Ray llevaba veinticuatro horas en Clanton y ya estaba deseando marcharse. Después del velatorio cenó con Harry Rex en el Claudes, el restaurante negro de la parte sur de la plaza cuyo menú especial del lunes consistía en pollo asado y unas judías guisadas con carne tan picante que después servían té helado a litros. Harry Rex estaba exultante por el éxito de su solemne despedida al Juez y, después de la cena, manifestó su deseo de regresar al Palacio de Justicia para controlar el resto del velatorio.

Era evidente que Forrest había abandonado la ciudad. Ray deseaba que estuviera en Memphis, portándose bien, en casa con Ellie, pero sabía que no. ¿Cuántas veces podría caer antes de morir? Harry Rex calculó que había un cincuenta por ciento de probabilidades de que Forrest pudiera asistir al entierro del día siguiente.

En cuanto se quedó solo, Ray salió de Clanton en dirección al oeste sin rumbo fijo. Había nuevos casinos a orillas del Rio a lo largo de más de cien kilómetros y, cada vez que regresaba a Misisipí, oía crecientes comentarios y chismorreos acerca de la más reciente industria del lugar. El juego legalizado había llegado al estado con la renta per cápita más baja de todo el país.

A una hora y media de distancia de Clanton, se detuvo para echar gasolina. Mientras llenaba el depósito, vio un nuevo motel al otro lado de la carretera. Todo era nuevo en lo que hasta tiempos muy recientes habían sido campos de algodón. Nuevas carreteras, nuevos moteles, restaurantes de comida rápida, gasolineras, vallas publicitarias, todo ello consecuencia y efecto de los casinos situados a dos kilómetros de distancia.

El motel disponía de habitaciones a dos niveles, con unas puertas que se abrían al aparcamiento. Al parecer, la noche no era muy movida. Pagó treinta y nueve dólares con noventa y nueve centavos por una habitación doble de la planta baja, situada en la parte posterior donde no se oía el ruido de automóviles ni camiones. Aparcó el Audi lo más cerca que pudo de su habitación y, en cuestión de segundos, consiguió introducir las bolsas de basura en la habitación.

El dinero cubría toda una cama. No se detuvo para admirarlo porque estaba convencido de que era sucio. Y probablemente estaría marcado de alguna manera. A lo mejor incluso era falso. Fuera lo que fuese, él no se lo podía quedar.

Todos los billetes eran de cien dólares, algunos recién salidos de la fábrica de moneda y otros un poco usados. No había ninguno demasiado gastado y ninguno de ellos estaba fechado antes de 1986 o después de 1994. Aproximadamente la mitad estaban unidos en fajos de dos mil dólares, y Ray decidió contarlos primero: cien mil dólares en billetes de cien dólares medían unos cuarenta centímetros de altura. Contó el dinero desde una cama y después lo colocó en pulcras hileras y secciones en la otra. Lo hizo muy despacio porque le sobraba tiempo. Mientras tocaba el dinero, lo frotaba entre el índice y el pulgar e incluso aspiraba su olor para intentar detectar si era falso. La verdad era que parecía auténtico.

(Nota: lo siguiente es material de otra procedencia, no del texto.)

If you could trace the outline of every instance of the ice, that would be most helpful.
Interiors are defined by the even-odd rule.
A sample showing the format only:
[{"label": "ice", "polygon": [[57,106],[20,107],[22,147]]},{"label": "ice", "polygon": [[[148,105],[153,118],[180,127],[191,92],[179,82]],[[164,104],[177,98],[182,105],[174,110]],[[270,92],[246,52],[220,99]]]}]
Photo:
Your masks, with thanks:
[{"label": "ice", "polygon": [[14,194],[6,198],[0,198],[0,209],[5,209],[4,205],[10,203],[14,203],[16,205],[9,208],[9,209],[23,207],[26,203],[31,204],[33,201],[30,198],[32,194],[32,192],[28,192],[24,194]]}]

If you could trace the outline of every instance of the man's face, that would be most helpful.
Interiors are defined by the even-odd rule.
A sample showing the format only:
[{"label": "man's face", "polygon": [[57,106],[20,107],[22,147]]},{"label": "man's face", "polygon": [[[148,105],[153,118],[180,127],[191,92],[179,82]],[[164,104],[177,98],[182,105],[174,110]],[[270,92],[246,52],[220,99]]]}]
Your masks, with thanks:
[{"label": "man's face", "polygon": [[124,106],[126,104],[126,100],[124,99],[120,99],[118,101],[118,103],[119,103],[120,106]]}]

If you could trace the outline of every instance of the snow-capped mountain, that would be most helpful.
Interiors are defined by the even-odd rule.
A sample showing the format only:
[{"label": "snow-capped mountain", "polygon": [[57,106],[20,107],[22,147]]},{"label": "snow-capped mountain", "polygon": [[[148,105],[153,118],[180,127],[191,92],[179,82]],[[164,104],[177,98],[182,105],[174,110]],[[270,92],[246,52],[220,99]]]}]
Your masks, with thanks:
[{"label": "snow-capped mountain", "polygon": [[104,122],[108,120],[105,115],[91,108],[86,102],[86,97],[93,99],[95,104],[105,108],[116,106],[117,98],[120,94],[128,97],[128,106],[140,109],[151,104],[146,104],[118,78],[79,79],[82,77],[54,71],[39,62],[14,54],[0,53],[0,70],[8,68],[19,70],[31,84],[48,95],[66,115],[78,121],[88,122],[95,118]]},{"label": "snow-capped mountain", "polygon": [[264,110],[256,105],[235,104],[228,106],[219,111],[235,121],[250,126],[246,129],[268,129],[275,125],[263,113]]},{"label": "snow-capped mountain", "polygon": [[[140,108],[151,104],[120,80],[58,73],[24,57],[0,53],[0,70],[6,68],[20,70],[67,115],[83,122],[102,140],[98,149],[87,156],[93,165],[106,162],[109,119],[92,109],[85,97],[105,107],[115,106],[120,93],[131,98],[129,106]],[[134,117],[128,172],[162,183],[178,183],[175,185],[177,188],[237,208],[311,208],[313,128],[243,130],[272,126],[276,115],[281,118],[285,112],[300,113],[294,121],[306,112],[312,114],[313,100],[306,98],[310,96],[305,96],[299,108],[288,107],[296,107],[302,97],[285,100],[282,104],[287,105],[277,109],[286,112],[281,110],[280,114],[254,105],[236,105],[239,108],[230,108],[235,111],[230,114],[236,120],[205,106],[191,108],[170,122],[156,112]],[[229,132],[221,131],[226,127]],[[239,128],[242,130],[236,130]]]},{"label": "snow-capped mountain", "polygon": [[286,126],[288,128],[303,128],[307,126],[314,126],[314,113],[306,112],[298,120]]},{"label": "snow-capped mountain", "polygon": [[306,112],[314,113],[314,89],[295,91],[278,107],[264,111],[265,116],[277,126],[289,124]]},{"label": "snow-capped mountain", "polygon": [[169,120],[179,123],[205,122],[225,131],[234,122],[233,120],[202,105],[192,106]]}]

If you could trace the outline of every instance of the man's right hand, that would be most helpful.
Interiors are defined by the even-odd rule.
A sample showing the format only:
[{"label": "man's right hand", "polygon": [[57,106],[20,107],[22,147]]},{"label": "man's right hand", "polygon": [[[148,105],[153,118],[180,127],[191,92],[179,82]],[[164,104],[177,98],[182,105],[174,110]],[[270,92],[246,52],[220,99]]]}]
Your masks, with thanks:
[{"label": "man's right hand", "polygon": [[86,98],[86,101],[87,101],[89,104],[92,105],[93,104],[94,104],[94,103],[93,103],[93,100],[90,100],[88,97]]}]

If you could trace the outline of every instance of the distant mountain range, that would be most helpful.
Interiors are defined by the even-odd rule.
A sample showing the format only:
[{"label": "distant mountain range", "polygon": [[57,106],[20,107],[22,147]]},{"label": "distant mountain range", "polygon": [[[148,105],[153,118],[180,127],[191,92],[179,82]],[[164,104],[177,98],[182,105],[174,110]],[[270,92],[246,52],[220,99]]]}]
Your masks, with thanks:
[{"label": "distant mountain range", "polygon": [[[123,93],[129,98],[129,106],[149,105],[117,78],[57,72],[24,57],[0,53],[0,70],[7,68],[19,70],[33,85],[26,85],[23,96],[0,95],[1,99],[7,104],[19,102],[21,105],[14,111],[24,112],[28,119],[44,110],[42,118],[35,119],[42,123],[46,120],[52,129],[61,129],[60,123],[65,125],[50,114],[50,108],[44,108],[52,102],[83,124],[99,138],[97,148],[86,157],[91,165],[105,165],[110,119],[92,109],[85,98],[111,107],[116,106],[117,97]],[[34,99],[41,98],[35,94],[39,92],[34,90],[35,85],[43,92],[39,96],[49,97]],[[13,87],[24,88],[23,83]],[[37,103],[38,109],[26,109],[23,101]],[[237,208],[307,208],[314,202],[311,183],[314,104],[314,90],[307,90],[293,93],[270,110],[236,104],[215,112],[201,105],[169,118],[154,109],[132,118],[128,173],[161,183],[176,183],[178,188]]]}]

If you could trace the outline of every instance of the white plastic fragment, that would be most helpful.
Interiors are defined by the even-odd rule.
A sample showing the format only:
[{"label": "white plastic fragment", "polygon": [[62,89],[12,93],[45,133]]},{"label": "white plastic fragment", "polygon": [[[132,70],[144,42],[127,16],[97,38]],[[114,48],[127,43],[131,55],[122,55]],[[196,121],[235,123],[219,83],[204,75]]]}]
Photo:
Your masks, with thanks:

Treinta y una secciones más unas cuantas sobras, 3.118.000 dólares para ser más exactos. Descubiertos como un tesoro enterrado en la casa medio derruida de un hombre que, a lo largo de toda su vida, había ganado menos de la mitad.

Le resultaba imposible no admirar la fortuna que tenía delante. ¿Cuántas veces en su vida tendría ocasión de contemplar tres millones de pavos? ¿A cuántas personas se les ofrecía aquella oportunidad? Ray se sentó en un sillón apoyando la cabeza en las manos, y, mientras contemplaba las pulcras hileras de dinero en efectivo, experimentó una especie de mareo y se preguntó de dónde habría salido y a dónde se dirigía.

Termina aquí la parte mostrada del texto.